Publication year - 2002
Publication title -
molecular ecology
Language(s) - English
Resource type - Journals
SCImago Journal Rank - 2.619
H-Index - 225
eISSN - 1365-294X
pISSN - 0962-1083
DOI - 10.1046/j.1365-294x.2002.01639.x
Subject(s) - phylogeography , allopatric speciation , glacial period , microtus , biology , mitochondrial dna , ecology , population , vole , cytochrome b , zoology , paleontology , phylogenetics , genetics , demography , sociology , gene
In a distribution‐wide phylogeographic survey of the field vole ( Microtus agrestis ), 75 specimens from 56 localities across Eurasia were examined for DNA sequence variation along the whole 1140 base pair (bp) mitochondrial (mt) cytochrome b gene.

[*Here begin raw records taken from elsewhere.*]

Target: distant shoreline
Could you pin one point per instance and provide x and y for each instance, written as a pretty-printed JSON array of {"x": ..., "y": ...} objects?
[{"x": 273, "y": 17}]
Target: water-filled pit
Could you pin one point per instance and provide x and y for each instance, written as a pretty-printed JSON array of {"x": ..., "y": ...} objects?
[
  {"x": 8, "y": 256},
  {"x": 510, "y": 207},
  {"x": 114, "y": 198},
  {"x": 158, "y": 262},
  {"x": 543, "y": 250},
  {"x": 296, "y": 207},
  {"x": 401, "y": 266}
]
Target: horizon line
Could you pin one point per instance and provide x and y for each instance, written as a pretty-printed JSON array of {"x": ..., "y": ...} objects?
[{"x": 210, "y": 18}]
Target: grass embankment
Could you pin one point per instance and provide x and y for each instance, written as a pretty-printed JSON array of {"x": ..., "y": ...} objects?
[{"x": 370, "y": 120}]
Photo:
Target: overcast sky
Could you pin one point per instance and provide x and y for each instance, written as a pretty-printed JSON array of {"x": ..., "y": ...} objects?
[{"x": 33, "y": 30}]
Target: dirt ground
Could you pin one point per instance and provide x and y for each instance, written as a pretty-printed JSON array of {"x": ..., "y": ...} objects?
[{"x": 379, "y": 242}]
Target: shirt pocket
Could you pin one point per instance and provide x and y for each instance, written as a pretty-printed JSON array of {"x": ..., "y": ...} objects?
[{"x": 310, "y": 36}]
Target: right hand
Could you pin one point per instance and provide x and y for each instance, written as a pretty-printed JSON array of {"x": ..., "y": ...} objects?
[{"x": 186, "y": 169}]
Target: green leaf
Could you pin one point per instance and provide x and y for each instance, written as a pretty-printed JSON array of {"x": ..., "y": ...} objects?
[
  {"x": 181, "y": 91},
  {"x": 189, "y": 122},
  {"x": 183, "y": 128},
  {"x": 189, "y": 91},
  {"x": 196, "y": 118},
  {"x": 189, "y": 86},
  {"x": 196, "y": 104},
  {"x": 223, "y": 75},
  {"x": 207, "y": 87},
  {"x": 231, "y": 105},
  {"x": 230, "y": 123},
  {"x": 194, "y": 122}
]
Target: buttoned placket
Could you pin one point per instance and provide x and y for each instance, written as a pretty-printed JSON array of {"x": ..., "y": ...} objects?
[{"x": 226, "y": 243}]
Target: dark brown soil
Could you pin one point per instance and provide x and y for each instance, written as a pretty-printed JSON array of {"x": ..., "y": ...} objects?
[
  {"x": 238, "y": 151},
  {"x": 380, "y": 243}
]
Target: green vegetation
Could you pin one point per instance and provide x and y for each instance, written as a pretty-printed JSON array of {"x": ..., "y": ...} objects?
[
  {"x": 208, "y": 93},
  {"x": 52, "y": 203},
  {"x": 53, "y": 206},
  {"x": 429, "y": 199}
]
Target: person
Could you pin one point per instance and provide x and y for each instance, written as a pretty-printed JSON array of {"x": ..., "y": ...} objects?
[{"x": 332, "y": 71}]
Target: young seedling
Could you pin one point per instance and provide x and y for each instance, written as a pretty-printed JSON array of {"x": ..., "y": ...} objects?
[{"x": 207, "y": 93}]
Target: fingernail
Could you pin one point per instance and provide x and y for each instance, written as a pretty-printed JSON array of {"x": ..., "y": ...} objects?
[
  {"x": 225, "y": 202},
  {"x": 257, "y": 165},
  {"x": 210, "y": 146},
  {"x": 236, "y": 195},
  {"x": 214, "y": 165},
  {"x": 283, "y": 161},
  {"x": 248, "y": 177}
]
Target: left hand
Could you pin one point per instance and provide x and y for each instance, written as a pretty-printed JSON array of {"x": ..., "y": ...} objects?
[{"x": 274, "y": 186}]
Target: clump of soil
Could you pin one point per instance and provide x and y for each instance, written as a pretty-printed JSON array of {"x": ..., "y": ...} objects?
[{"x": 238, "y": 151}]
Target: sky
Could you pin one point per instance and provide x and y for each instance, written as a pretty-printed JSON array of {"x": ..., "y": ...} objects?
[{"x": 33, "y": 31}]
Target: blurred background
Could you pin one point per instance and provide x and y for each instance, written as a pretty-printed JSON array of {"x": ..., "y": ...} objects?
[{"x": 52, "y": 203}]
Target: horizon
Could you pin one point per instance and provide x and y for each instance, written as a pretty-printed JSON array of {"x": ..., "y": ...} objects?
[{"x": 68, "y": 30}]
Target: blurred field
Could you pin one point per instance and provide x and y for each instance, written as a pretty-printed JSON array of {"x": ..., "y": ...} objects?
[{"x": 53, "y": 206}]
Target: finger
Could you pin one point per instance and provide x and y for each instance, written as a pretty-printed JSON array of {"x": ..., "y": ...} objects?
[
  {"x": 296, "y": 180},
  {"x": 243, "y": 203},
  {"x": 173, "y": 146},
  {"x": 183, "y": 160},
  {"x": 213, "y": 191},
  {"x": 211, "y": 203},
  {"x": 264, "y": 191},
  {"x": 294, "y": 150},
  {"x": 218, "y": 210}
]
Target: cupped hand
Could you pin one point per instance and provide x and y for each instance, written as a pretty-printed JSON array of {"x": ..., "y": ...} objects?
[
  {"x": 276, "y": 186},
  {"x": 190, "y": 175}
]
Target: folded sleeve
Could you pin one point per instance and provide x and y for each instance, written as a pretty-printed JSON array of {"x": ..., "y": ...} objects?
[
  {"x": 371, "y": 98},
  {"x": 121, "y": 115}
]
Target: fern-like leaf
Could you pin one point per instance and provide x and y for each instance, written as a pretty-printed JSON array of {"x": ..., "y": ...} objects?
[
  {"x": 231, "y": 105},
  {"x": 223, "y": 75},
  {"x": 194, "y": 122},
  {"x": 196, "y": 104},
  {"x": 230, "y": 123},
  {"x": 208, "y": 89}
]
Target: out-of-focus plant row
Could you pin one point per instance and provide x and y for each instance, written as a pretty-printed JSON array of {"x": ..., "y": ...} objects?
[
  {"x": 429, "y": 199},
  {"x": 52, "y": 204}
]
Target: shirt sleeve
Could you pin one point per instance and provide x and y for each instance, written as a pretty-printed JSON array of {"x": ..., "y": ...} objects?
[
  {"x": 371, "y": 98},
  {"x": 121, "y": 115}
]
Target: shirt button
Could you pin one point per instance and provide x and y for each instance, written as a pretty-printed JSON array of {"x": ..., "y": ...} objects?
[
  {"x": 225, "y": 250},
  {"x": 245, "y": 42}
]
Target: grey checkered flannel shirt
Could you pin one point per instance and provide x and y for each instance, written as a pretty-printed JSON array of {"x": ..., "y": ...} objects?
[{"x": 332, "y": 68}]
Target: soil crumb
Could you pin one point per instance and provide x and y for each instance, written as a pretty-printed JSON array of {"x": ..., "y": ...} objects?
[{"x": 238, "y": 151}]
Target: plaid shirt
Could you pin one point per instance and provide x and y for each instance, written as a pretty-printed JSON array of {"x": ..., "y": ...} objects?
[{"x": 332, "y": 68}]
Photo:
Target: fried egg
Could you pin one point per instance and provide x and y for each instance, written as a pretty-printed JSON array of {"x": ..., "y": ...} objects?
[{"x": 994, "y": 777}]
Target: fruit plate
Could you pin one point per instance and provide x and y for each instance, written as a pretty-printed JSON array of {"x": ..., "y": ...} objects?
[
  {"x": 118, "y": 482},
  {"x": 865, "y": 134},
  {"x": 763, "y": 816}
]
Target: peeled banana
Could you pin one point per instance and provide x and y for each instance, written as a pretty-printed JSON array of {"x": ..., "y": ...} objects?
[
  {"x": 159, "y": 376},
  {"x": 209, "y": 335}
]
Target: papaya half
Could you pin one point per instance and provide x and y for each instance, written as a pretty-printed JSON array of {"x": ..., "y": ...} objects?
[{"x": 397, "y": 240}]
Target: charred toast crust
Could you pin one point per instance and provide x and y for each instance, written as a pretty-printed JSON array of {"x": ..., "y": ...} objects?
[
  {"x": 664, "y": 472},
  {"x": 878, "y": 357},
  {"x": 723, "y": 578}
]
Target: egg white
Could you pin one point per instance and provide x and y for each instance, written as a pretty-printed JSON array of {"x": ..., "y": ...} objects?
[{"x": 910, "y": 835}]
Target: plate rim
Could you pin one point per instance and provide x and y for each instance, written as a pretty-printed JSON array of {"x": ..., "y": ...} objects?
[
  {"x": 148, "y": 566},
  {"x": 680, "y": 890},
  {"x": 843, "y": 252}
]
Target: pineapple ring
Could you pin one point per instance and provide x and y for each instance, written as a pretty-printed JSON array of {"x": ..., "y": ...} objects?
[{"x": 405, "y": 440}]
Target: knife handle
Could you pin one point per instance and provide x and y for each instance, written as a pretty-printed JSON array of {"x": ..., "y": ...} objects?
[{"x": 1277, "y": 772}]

The species is subdivided into three main mtDNA phylogeographic groups — western, eastern and southern — with largely allopatric distributions. The western phylogeographical group is found in west and central Europe and spread most probably from a glacial refugium in the Carpathians. The eastern group covers a large range from Lithuania to central Asia, and probably originated from a southeast European source (e.g. the southern Urals or the Caucasus). The southern group occupies an area from Portugal to Hungary, with division into two distinct mtDNA sublineages that presumably derive from separate glacial refugia in the Iberian Peninsula. Molecular clock estimates suggest that the western and eastern field vole populations separated during the last glaciation, whereas the southern population dates back 0.5–0.9 Myr. High levels of mtDNA variation indicate relatively large population sizes and subdivisions within phylogeographic groups during the last glaciation. We report a possible new suture zone in east Europe.